Le groupe d'Orsay continue à chercher d'autres mésons du même type, également prévus par la théorie. À défaut de Coppélia, qui aurait donné à la France un des plus puissants anneaux de collision électrons-positons existant dans le monde, on attend d'autres bons résultats du DCI avec l'entrée en service du deuxième anneau, prévue pour le courant de 1977. Ce système des deux anneaux (unique au monde) permet de stocker des faisceaux beaucoup plus intenses. Dans un anneau isolé, lorsque des faisceaux de particules de charge électrique opposée se croisent, il naît des forces qui tendent à les dévier de leur trajectoire, ce qui oblige à ne pas dépasser une certaine limite de luminosité. En utilisant deux anneaux qui ont des zones communes pour les collisions, on fait venir, d'un côté, un faisceau formé par la réunion des électrons qui tournent dans l'anneau du haut et des positons qui tournent dans celui du bas et, du côté opposé, un faisceau formé des positons venus d'en haut et des électrons d'en bas.

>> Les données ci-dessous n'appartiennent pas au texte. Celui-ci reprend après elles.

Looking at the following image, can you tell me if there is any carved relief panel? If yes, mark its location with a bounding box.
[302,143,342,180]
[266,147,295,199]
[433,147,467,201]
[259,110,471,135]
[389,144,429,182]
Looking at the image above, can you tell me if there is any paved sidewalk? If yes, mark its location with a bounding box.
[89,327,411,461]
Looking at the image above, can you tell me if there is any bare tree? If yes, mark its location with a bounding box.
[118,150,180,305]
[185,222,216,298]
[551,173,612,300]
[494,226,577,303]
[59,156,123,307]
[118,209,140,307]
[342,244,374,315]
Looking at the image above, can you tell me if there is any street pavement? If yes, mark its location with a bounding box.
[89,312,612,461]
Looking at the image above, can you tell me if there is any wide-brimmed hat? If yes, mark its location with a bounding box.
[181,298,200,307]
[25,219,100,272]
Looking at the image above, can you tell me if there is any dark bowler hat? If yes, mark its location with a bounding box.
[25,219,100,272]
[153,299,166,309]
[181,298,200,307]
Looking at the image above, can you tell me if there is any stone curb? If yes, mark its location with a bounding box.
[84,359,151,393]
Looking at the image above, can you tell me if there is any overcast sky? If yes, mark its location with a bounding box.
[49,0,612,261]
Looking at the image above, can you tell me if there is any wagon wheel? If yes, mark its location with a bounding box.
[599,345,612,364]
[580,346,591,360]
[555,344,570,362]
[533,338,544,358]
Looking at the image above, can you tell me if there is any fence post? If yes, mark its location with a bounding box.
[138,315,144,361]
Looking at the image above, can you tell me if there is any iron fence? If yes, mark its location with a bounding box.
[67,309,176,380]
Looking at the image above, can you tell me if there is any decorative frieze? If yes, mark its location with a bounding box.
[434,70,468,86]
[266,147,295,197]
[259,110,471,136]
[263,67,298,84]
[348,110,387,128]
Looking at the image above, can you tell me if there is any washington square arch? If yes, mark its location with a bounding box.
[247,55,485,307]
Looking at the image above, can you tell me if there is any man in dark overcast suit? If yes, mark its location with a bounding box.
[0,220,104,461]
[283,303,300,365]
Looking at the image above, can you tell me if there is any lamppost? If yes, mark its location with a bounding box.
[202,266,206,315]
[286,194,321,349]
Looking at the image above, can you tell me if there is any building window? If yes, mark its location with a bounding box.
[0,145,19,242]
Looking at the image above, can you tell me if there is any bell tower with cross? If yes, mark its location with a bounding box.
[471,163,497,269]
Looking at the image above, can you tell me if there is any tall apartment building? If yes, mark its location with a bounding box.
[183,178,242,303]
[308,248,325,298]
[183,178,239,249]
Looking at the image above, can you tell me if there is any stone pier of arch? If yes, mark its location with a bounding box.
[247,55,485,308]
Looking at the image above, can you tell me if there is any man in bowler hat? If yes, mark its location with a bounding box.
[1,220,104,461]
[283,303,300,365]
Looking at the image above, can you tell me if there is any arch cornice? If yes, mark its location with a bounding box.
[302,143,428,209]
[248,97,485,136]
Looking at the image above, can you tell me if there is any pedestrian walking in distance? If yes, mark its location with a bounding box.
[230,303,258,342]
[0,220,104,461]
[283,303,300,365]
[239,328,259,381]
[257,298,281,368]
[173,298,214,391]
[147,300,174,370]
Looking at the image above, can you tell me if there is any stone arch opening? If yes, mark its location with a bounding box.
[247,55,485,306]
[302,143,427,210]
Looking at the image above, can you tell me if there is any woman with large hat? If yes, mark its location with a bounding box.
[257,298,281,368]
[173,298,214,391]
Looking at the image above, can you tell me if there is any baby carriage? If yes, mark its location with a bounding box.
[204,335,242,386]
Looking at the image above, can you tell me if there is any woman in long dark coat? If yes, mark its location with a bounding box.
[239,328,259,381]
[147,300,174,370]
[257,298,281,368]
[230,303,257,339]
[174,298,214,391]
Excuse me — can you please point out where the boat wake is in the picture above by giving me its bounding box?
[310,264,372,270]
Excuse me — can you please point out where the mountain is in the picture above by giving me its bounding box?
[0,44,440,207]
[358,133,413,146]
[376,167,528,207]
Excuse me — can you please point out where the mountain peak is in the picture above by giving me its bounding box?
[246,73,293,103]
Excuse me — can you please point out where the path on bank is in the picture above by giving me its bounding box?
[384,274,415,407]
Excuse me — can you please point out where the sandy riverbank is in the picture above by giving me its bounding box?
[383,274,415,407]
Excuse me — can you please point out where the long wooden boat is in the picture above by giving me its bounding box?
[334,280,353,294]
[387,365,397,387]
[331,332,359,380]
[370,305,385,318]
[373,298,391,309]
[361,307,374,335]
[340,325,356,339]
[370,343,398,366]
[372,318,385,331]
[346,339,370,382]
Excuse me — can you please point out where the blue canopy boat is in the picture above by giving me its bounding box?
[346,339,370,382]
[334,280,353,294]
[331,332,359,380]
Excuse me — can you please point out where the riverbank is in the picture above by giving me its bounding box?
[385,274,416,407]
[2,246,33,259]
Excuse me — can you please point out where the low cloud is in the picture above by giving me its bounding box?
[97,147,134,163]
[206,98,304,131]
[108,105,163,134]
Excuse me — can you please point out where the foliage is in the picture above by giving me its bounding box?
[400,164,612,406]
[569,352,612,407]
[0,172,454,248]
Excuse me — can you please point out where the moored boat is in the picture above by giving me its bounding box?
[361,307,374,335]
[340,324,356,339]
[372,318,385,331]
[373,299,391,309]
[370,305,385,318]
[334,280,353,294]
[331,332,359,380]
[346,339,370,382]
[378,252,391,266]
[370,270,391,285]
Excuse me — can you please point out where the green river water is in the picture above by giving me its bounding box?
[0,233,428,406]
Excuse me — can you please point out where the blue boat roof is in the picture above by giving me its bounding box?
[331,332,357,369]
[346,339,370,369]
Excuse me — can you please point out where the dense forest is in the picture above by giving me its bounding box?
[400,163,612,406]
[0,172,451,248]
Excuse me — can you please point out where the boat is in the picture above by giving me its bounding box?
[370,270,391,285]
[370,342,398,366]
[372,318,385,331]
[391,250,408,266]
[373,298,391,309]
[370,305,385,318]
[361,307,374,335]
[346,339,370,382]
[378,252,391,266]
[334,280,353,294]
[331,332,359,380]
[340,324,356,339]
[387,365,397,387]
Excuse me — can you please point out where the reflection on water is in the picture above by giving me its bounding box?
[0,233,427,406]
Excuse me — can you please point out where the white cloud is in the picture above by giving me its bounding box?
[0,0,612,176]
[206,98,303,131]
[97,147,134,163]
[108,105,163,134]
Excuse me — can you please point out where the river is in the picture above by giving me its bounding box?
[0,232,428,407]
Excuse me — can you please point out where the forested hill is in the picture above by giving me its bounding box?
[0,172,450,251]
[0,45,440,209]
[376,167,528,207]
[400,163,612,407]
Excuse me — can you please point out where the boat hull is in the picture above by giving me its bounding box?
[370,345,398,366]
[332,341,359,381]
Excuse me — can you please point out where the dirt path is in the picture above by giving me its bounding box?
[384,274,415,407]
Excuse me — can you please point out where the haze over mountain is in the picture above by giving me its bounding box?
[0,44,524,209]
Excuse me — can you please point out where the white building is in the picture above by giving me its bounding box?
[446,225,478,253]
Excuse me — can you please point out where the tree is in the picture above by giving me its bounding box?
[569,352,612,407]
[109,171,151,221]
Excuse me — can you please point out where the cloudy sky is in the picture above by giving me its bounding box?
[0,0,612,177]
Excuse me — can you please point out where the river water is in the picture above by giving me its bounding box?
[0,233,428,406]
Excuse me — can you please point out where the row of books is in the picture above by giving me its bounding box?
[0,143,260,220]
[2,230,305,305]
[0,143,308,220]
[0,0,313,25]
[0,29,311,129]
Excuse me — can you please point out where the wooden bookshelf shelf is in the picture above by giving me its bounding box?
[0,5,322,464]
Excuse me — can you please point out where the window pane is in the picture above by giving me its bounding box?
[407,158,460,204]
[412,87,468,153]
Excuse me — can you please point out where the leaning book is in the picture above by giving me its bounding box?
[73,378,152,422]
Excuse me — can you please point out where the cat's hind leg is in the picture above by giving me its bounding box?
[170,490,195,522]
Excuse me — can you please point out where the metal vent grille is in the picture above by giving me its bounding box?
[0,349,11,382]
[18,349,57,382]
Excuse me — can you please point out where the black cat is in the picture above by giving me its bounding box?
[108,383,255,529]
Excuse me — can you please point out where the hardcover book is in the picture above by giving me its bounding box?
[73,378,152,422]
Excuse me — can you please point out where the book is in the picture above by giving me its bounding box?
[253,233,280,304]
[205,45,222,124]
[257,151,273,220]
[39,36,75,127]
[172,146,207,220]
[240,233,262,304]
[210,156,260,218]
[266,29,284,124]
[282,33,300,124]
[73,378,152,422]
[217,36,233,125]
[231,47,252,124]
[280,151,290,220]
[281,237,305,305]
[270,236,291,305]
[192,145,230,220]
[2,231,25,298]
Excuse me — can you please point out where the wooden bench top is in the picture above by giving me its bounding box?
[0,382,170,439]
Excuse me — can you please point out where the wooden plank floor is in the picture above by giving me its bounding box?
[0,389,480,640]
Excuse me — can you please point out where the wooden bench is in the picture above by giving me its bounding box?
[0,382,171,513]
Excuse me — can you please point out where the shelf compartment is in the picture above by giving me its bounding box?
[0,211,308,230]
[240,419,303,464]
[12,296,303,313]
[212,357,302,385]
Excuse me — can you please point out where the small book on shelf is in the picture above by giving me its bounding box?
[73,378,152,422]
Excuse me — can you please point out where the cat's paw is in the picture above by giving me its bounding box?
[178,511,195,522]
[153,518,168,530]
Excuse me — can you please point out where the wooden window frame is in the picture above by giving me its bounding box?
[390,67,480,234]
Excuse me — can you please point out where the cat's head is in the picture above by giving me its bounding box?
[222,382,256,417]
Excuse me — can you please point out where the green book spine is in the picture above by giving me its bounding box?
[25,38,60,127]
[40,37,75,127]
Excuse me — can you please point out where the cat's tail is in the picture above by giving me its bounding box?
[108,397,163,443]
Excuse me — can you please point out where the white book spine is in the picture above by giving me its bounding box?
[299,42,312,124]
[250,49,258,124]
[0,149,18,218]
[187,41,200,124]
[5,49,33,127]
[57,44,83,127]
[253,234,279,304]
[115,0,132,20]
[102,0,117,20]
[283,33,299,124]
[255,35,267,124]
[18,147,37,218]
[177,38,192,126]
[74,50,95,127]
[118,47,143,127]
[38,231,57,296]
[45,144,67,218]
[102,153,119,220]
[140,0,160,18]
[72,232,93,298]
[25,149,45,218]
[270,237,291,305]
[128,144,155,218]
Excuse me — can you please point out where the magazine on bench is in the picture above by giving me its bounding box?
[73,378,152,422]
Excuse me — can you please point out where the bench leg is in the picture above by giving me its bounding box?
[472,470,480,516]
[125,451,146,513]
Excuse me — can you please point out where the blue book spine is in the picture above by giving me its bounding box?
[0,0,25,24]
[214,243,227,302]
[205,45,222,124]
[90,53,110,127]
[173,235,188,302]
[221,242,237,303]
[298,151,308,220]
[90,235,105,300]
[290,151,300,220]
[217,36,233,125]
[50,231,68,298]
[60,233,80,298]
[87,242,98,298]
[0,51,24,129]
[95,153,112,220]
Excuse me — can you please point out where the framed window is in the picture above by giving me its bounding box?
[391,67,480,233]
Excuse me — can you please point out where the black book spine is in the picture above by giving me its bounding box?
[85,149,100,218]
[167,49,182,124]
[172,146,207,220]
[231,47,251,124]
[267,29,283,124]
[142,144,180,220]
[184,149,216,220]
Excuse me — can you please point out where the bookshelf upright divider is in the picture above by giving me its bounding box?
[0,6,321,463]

Chacun de ces faisceaux est globalement neutre, et il n'y a pas de perturbations, donc pas de limite imposée, de ce fait, à l'intensité.

Quarks libres

Un nouvel épisode (peut-être décisif) de la chasse aux quarks a été présenté au congrès annuel de la Société américaine de physique, fin mai, par trois chercheurs de l'université Stanford en Californie, William Fairbank, Arthur Hébard et Georges Larue.